5 AI Projects for Your Resume: Full Technical Breakdown
White Paper

5 AI Projects for Your Resume: Full Technical Breakdown

Jake McCluskeyUpdated
Back to white papers

Source post: https://www.instagram.com/p/DV-HQHHk9tD/ (datasciencebrain, 12-slide carousel)
Hook: "Hiring managers don't care about your certificates. They care about what you've actually built."

Scraping note: Instagram blocked per-slide image OCR. Text fragments leaked through for Projects 1, 2, and 4. For Projects 3 and 5, only titles leaked. Each section below is labeled:
[SCRAPED] is confirmed from the post.
[STANDARD] is the conventional industry stack for this project type, filled in because slide content couldn't be extracted. Treat as a safe default, not a literal copy.

Project 1: RAG Document Q&A System

Stack [SCRAPED]

  • FastAPI, REST API framework
  • pdfplumber, PDF text extraction
  • OpenAI text-embedding-3-small, embeddings
  • ChromaDB, vector store
  • GPT-4o-mini, answer generation

What it does

User uploads a PDF. System chunks, embeds, and stores it. User asks questions. System retrieves relevant chunks and generates grounded answers.

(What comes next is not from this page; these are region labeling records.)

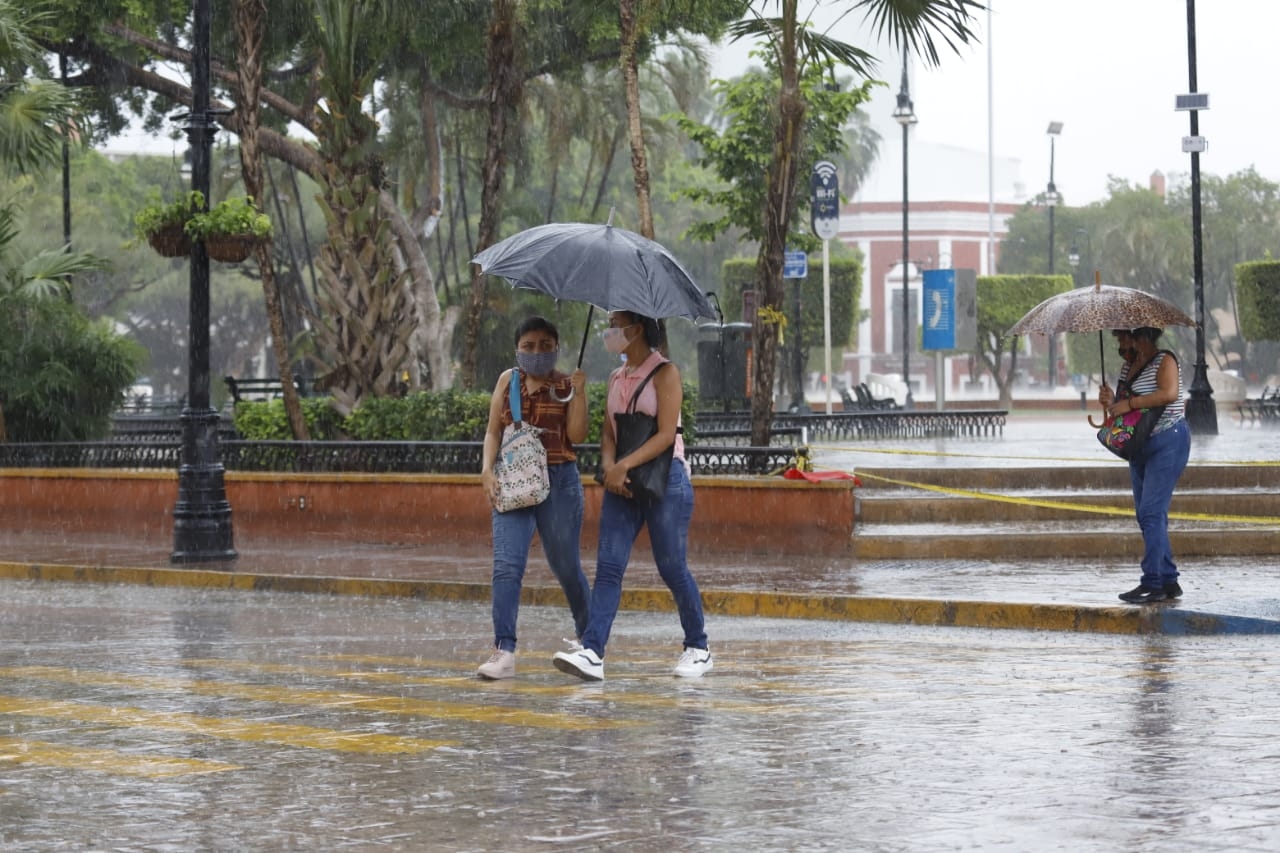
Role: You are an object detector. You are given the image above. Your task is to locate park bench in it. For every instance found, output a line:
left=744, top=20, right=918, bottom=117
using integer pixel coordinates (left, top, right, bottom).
left=1236, top=386, right=1280, bottom=427
left=223, top=377, right=308, bottom=403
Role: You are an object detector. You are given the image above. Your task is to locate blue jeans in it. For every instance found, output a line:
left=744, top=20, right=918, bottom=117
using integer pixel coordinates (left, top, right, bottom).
left=492, top=462, right=591, bottom=652
left=582, top=460, right=707, bottom=658
left=1129, top=419, right=1192, bottom=589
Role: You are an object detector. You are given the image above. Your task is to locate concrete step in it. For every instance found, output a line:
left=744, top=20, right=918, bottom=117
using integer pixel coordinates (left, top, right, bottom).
left=854, top=521, right=1280, bottom=562
left=855, top=488, right=1280, bottom=522
left=855, top=460, right=1280, bottom=494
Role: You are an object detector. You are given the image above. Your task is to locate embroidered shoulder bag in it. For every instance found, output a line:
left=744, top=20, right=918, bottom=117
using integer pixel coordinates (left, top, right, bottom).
left=493, top=370, right=552, bottom=512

Minimal implementation [STANDARD pattern for this stack]

# pip install fastapi uvicorn pdfplumber chromadb openai python-multipart
from fastapi import FastAPI, UploadFile, File
import pdfplumber, chromadb, uuid
from openai import OpenAI

app = FastAPI()
oa = OpenAI()
chroma = chromadb.PersistentClient(path="./chroma_db")
collection = chroma.get_or_create_collection("docs")

def embed(texts):
    return [e.embedding for e in oa.embeddings.create(
        model="text-embedding-3-small", input=texts).data]

def chunk(text, size=800, overlap=100):
    return [text[i:i+size] for i in range(0, len(text), size-overlap)]

@app.post("/upload")
async def upload(file: UploadFile = File(...)):
    with pdfplumber.open(file.file) as pdf:
        text = "\n".join(p.extract_text() or "" for p in pdf.pages)
    chunks = chunk(text)
    collection.add(
        ids=[str(uuid.uuid4()) for _ in chunks],
        documents=chunks,
        embeddings=embed(chunks),
    )
    return {"chunks_indexed": len(chunks)}

@app.post("/ask")
async def ask(question: str):
    q_emb = embed([question])[0]
    hits = collection.query(query_embeddings=[q_emb], n_results=4)
    context = "\n\n".join(hits["documents"][0])
    resp = oa.chat.completions.create(
        model="gpt-4o-mini",
        messages=[
            {"role": "system", "content": "Answer using ONLY the context. If not in context, say you don't know."},
            {"role": "user", "content": f"Context:\n{context}\n\nQuestion: {question}"},
        ],
    )
    return {"answer": resp.choices[0].message.content}

Resume angle

"Built a production-ready document Q&A service with semantic retrieval and grounded generation. Chunked, embedded, and indexed arbitrary PDFs against a persistent vector store."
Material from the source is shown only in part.